For $\Omega_{11}$ and $\Omega_{22}$ it is clear that the expectation is $\exp(0.5Q_{11})$ and $\exp(0.5Q_{22})$ using the properties of log normal variables, but I am not sure how to compute it for the covariance term.
Thanks!
Best Answer
If $Z_1$ and $Z_2$ are random variables with covariance matrix $$\Omega = \left[\begin{matrix}\exp(x)&\exp((x+y)/2)\\\exp((x+y)/2) & \exp(y)\end{matrix}\right]\tag{1}$$ then $Z_1$ and $Z_2$ are perfectly posiitively correlated random variables: their (Pearson) correlation coefficient is $1$ and $$\frac{Z_2-\mu_2}{\exp(y/2)} = \frac{Z_1-\mu_1}{\exp(x/2)}.\tag{2}$$ This holds regardless of the specific distributions of $Z_1$ and $Z_2$ as long as the said distributions have the given means and variances. In particular, it is not necessary to assume that $Z_1$ and $Z_2$ are normal random variables, but doing so is fine.

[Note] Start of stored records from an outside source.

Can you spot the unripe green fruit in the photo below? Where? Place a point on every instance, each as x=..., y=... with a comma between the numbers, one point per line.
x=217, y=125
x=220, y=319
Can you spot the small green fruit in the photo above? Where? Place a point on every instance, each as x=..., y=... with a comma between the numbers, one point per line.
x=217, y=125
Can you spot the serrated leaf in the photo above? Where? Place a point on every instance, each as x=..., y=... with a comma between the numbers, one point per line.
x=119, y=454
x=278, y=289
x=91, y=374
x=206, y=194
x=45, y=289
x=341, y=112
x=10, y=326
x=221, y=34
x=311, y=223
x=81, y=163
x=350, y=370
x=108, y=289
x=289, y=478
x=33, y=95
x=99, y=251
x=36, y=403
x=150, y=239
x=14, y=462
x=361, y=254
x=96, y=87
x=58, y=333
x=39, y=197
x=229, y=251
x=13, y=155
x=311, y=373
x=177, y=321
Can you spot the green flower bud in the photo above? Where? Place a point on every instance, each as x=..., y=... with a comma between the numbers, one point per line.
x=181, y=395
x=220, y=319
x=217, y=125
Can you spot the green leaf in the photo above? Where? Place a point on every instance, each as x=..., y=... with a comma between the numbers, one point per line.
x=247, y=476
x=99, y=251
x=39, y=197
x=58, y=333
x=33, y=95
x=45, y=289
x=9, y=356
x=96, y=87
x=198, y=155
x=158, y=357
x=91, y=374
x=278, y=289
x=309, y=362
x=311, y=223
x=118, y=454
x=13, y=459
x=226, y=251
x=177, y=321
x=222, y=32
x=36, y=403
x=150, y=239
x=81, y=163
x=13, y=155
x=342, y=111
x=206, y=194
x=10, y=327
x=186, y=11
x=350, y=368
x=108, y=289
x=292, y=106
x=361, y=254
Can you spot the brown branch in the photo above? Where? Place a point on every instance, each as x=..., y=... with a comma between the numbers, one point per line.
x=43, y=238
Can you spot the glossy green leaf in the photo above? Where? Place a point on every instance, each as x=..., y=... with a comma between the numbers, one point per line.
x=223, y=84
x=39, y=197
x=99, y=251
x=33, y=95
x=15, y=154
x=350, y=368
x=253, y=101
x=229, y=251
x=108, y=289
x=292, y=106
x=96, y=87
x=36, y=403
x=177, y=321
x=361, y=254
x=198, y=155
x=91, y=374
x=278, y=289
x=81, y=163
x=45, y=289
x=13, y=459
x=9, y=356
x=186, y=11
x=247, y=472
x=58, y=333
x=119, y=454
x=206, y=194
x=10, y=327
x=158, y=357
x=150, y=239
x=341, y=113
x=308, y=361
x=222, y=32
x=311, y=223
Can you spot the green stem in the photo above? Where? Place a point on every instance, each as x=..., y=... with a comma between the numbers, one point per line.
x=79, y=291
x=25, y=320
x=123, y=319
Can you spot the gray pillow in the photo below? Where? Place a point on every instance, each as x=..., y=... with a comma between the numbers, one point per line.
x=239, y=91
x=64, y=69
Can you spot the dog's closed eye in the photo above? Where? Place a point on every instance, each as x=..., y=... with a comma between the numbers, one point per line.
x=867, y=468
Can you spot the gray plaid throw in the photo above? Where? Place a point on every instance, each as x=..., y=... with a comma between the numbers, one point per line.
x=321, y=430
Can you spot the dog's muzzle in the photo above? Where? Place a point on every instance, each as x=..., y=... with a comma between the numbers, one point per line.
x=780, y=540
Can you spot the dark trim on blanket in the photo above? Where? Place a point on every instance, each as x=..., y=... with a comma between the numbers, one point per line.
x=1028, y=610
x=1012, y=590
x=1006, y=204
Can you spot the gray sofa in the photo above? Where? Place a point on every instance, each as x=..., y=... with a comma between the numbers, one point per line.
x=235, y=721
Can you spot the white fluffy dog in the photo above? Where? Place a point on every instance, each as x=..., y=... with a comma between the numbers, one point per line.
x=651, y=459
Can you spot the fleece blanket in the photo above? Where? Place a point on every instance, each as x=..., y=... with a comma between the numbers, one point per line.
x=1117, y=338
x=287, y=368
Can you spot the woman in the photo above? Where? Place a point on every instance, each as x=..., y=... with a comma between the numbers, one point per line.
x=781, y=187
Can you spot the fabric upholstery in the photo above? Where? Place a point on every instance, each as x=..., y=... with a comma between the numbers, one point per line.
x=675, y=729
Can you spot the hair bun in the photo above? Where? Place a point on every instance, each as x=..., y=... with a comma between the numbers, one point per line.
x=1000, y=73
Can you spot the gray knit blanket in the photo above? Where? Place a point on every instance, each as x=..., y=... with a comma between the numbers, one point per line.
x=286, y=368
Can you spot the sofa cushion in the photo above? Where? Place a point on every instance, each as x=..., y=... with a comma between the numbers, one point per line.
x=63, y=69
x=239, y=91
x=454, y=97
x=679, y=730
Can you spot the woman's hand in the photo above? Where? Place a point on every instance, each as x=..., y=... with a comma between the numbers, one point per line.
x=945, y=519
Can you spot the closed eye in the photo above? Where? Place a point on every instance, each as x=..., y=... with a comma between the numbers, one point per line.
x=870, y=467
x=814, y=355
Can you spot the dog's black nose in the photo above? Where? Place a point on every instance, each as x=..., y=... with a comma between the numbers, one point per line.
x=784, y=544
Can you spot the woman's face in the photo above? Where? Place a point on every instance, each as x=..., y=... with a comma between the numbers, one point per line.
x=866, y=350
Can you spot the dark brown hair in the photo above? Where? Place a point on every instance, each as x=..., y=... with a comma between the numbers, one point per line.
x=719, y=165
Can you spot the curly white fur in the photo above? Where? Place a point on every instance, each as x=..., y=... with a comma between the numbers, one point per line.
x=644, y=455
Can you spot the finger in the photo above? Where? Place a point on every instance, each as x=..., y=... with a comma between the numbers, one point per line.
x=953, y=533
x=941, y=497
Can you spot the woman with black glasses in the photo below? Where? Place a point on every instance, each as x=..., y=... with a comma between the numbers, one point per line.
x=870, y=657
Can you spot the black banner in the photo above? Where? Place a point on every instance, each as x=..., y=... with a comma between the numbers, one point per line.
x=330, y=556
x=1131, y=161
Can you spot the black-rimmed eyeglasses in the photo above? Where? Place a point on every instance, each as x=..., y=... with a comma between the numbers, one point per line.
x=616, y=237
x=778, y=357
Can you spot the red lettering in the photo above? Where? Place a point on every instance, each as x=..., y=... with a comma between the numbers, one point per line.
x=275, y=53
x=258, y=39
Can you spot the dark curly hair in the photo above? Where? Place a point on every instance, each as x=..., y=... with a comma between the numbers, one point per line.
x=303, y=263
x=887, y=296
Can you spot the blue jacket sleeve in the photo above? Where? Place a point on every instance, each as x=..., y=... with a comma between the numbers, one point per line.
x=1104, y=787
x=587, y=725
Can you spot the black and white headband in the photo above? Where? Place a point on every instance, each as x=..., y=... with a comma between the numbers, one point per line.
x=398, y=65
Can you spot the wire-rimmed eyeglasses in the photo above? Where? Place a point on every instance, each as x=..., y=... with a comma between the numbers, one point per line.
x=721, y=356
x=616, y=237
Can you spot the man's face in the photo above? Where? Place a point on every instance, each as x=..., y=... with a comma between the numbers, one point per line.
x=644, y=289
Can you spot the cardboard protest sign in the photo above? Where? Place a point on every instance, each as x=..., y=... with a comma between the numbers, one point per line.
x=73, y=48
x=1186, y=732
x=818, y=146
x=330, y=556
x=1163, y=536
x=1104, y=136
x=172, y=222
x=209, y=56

If $(x,y)$ is a realization of a pair $(X,Y)$ of random variables, then $\Omega$ in $(1)$ can be thought of as the conditional covariance matrix of $Z_1$ and $Z_2$ given that $(X,Y)$ has value $(x,y)$. Thus, the expected value of $\Omega$ regarded as a function of $(X,Y)$ is $$E[\Omega(X,Y)] = \left[\begin{matrix}E[\exp(X)]&E[\exp((X+Y)/2)]\\E[\exp((X+Y)/2)] & E[\exp(Y)]\end{matrix}\right].\tag{3}$$ The diagonal terms of the right side of $(3)$ are just the moment-generating functions $M_X(t)$ and $M_Y(t)$ of $X$ and $Y$ respectively (evaluated at $1$) while the off-diagonal terms are also easily determined in the special case when $(X,Y)$ enjoy a bivariate normal distribution. Note that $X+Y = W$ is a normal random variable with mean $$E[W] = E[X]+E[Y], \quad \operatorname{var}(W) = \operatorname{var}(X) + \operatorname{var}(Y) + 2\operatorname{cov}(X,Y)\tag{4}$$ and so the off-diagonal terms are $M_W(\frac 12)$ where $W$ is a normal random variable with mean and variance given by $(4)$.
Note that the distributions of $Z_1$ and $Z_2$ are irrelevant to these calculations as long as their covariance matrix is given by $(1)$.